The screenplay is pointedly short on details about his character, Eric, as he arrives from Portland for a few days’ stay in his grayly autumnal East Coast hometown. But the blanks become telling. We know nothing of Eric’s job, though his lax approach to scheduling leads us to assume he’s either self-employed or unemployed, nor of his social network back home, though we gradually surmise it’s not up to much. (Nobody, it seems, is ever trying to reach him.) He’s fond of telling people his travel plans are flexible due to his VIP status with the airline, which doesn’t create the high-rolling impression he hopes for; he checks into a boxy business hotel, though his family home, with its surfeit of empty rooms, is nearby.
His parents, it emerges, have been dead several years; the house is now owned and occupied by his older sister Rachel (a superb Hannah Gross), a caustic radio producer whose jaundiced worldview emerges as wry sarcasm with her friends, only to turn overtly hostile in her brother’s presence. Jokes and routines that once bonded them as children now only amplify the echoing space between them as they dutifully hang out after three years apart — there’s no mention of the global pandemic, but the rusting effects of social distancing are perhaps one factor at play here. Eric is equally reluctant to spend quality time with his former best friend, now boasting a newborn baby he’s in no hurry to meet; avoiding both friends and family, he instead sets up a poker game with vague acquaintances indifferent to his presence in town.

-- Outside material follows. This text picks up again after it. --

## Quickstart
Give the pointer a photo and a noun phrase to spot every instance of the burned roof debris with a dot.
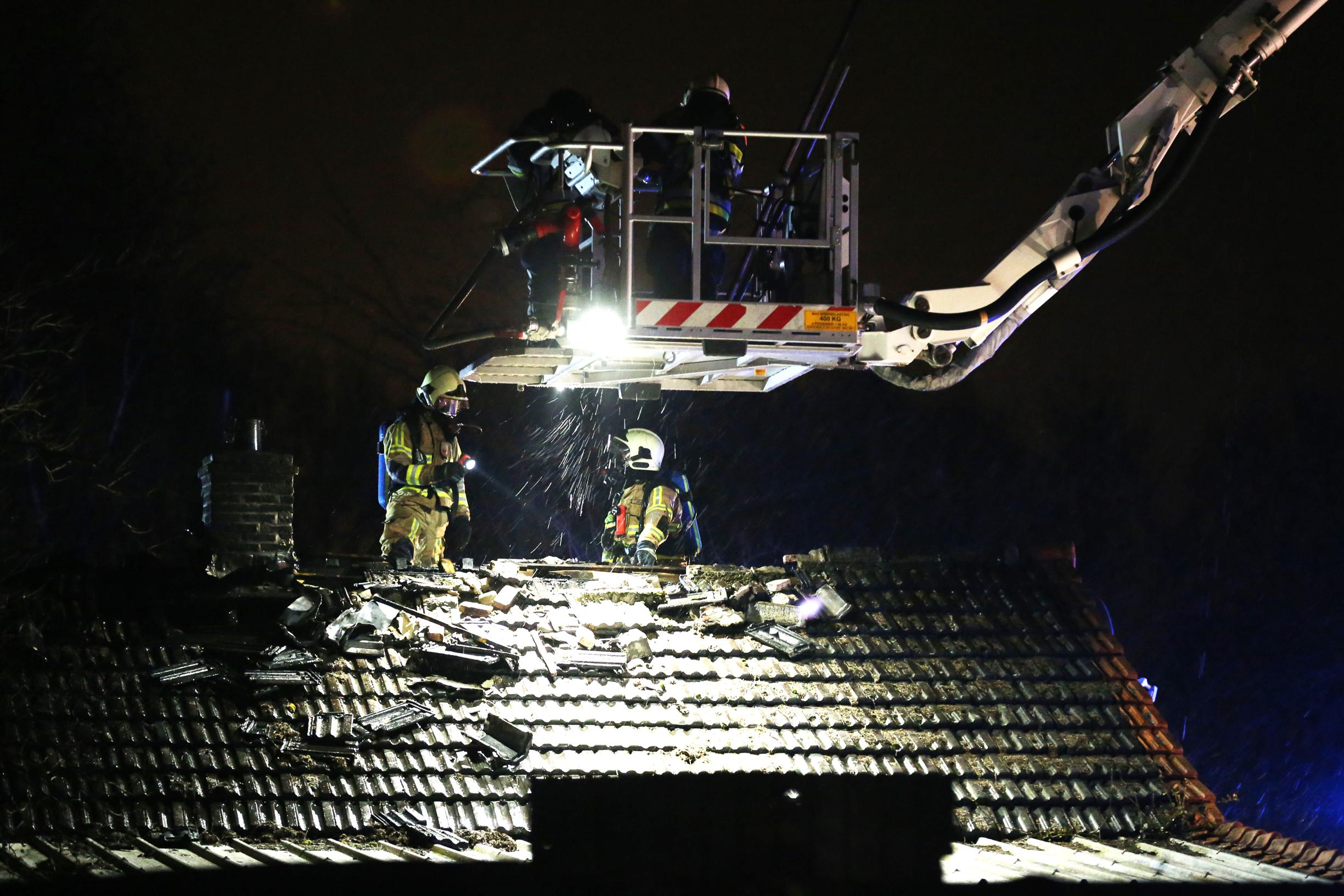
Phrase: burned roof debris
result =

Strenuously playing peacemaker between Eric and Rachel, meanwhile, is their younger sister Maggie (Sophia Lillis, at once sprightly and nervy). A fey college dropout, she masks her dismay at her brother’s scant displays of affection by insistently resurrecting the siblings’ former modes and codes of communication: roleplay with hyper-affected voices, teasing mind games, a veritable revue of made-up songs and accompanying dances. Her older siblings glumly play along, forging the conspiratorial intimacy they can barely remember feeling, though occasionally, in irregular flashes, some semblance of closeness and complicity comes to them, as if via sense memory.
“The Adults” is most moving in its understanding of the trivial quips, asides and slight, splintered anecdotes that are sometimes all that remains between adult relatives who once shared richer connective tissue. In one lovely scene, complete with aptly ungainly, Godard-referencing choreography, a forgotten Men at Work hit from the 1980s is what it finally takes to get this discordant trio momentarily back in sync — a hand-me-down, one presumes, from their parents’ music collection, meaningless outside the walls of the home they once shared. Elsewhere, Gross’ sharp, flinty resistance and Lillis’ easily-bruised, eager-to-please adaptability work as opposite foils to Cera’s undemonstrative, man-in-the-middle stiffness: They’re nothing alike, but you can squint and make out the family positions they once held.
With its flatly prosaic visual language and preponderance of brittle, tentative silences, “The Adults” gives viewers ample room to imagine what brought these once eccentrically connected siblings to this unhappy point — be it some specifically loaded source of trauma or just everyday personal drift. There’s some dead air in the filmmaking here, though it doesn’t feel overly generous to match that to the characters’ own stifled sense of internal stasis, an extended wait for a life cue that may never come. It’s something they don’t quite realize (or are too stubborn to admit) they still have in common.